Writing For Your Reader
You’ll hear a lot about “writing for your readers” if you do any digging around in blogging resources and how-to guides. What does this mean, exactly? I guess everyone might have their own ideas but here’s what it means to me:
- First and foremost: knowing who your audience is. If you can’t define the “target” reader for your blog right now, in one sentence, then you need to get to work figuring that out. Use metrics, use surveys, use informal tools like following comment links back to figure out who’s reading your blog.
- Next: knowing why that audience is reading your blog. What are they looking for? Do they want to hear your original thoughts on touchy subjects? Do they prefer how-to posts that lay out the steps to achieve a particular task? Are they revved up by roundups? Figure it out from your stats.
- Keep your posts relevant, timely, and responsive to the reader’s needs. You know now who they are and what they want. Give it to them! Make sure your posts communicate clearly (i.e., don’t ramble off into other topics), are succinct and well-written (i.e., make sure carefree approaches to grammar and spelling don’t get in the way of the message), and are based on the things your readers want to know.
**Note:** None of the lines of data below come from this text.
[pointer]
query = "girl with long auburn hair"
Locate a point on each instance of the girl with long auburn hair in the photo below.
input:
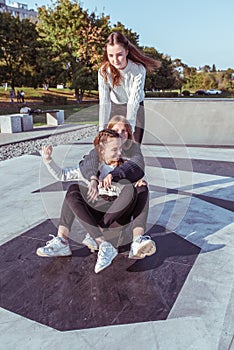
(121, 80)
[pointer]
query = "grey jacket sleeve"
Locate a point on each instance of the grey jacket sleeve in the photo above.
(89, 164)
(63, 174)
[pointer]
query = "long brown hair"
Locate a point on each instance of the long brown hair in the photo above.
(134, 54)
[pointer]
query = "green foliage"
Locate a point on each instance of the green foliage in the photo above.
(18, 48)
(66, 46)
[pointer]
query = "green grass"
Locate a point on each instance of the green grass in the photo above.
(85, 112)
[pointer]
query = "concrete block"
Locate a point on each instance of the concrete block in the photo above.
(26, 122)
(55, 117)
(11, 123)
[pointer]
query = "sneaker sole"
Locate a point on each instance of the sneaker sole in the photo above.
(39, 253)
(147, 250)
(106, 265)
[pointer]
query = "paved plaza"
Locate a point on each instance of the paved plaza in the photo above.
(181, 298)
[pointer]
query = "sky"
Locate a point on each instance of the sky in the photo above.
(198, 32)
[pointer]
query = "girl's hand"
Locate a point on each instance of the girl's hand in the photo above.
(107, 181)
(92, 193)
(46, 152)
(140, 183)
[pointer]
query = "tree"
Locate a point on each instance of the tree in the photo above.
(18, 47)
(76, 40)
(133, 37)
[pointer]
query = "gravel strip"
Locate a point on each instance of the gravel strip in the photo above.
(33, 146)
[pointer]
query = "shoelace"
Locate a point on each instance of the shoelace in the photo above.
(102, 252)
(143, 238)
(48, 243)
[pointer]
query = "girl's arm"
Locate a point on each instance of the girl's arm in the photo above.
(60, 174)
(133, 169)
(136, 96)
(104, 102)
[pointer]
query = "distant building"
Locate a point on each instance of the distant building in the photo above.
(18, 9)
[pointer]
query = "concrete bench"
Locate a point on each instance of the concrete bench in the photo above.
(16, 123)
(54, 117)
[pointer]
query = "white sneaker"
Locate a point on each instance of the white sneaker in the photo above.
(55, 247)
(140, 248)
(106, 255)
(90, 243)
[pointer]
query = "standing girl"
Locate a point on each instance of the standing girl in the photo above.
(121, 80)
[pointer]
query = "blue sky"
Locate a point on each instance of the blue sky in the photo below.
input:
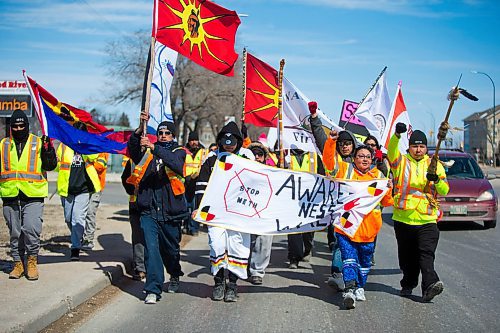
(334, 49)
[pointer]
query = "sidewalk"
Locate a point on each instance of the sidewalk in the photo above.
(30, 306)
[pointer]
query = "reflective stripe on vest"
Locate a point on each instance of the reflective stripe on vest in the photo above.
(308, 163)
(139, 170)
(405, 189)
(22, 172)
(193, 165)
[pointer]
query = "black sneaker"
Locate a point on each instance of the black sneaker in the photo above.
(432, 291)
(75, 255)
(173, 286)
(218, 291)
(231, 292)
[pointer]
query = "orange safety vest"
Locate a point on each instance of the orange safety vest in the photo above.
(176, 181)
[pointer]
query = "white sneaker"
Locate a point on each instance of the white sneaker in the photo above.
(150, 299)
(360, 294)
(349, 299)
(336, 281)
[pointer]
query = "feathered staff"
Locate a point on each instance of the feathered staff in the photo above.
(453, 95)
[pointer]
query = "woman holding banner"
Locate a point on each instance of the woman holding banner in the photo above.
(356, 250)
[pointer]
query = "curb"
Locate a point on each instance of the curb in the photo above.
(71, 301)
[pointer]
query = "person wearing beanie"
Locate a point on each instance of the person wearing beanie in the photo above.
(300, 246)
(229, 249)
(195, 156)
(261, 244)
(158, 177)
(77, 181)
(23, 189)
(357, 249)
(415, 213)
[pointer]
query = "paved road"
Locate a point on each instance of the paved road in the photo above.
(299, 300)
(113, 194)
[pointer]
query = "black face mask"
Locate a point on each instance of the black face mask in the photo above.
(21, 135)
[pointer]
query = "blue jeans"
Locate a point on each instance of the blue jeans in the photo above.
(162, 248)
(356, 258)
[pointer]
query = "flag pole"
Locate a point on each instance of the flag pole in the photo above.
(147, 100)
(280, 114)
(363, 99)
(244, 84)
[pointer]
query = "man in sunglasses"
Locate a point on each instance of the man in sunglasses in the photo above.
(158, 178)
(23, 187)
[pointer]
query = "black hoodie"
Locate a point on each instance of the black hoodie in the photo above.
(206, 168)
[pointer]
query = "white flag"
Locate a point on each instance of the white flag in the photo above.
(398, 114)
(296, 127)
(374, 110)
(163, 74)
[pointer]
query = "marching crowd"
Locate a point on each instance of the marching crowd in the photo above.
(166, 181)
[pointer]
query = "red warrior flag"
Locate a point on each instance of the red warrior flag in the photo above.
(199, 30)
(261, 93)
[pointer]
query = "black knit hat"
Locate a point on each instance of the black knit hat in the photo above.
(418, 138)
(193, 136)
(166, 125)
(344, 136)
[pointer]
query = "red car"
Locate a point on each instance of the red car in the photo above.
(471, 196)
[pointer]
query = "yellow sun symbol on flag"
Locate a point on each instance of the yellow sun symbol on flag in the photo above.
(274, 97)
(192, 26)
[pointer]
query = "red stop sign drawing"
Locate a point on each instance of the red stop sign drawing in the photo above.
(248, 193)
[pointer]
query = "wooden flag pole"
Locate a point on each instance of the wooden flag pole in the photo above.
(144, 123)
(280, 114)
(362, 100)
(244, 84)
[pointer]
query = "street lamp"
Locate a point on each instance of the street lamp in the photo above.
(494, 119)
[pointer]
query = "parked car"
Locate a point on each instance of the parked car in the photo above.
(471, 196)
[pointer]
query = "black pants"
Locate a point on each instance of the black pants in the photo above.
(300, 245)
(416, 252)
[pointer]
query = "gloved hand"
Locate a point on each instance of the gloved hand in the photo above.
(46, 142)
(313, 107)
(432, 177)
(400, 128)
(244, 130)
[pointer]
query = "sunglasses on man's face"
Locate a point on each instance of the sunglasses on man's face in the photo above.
(18, 127)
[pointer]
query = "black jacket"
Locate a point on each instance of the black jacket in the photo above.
(155, 195)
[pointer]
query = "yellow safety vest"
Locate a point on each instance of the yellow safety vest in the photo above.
(193, 164)
(24, 173)
(176, 181)
(411, 205)
(65, 158)
(309, 163)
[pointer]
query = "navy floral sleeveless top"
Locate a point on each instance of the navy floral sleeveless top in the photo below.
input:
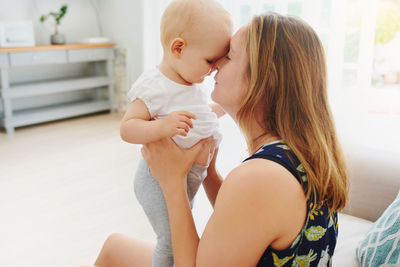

A great tool for figuring out what your readers want to know: ask them! Open up a comment thread and solicit their thoughts. That ought to give you blog fodder for quite some time to come.
If your readers aren’t commenting (either your traffic isn’t that great yet, or you just can’t get them to speak up), that’s a different problem - and one I’ll address in Thursday’s post.
blogging, writing blog posts, blog tips

April 24th, 2007 at 11:00 pm
I’m looking forward to Thursday’s article; thank you!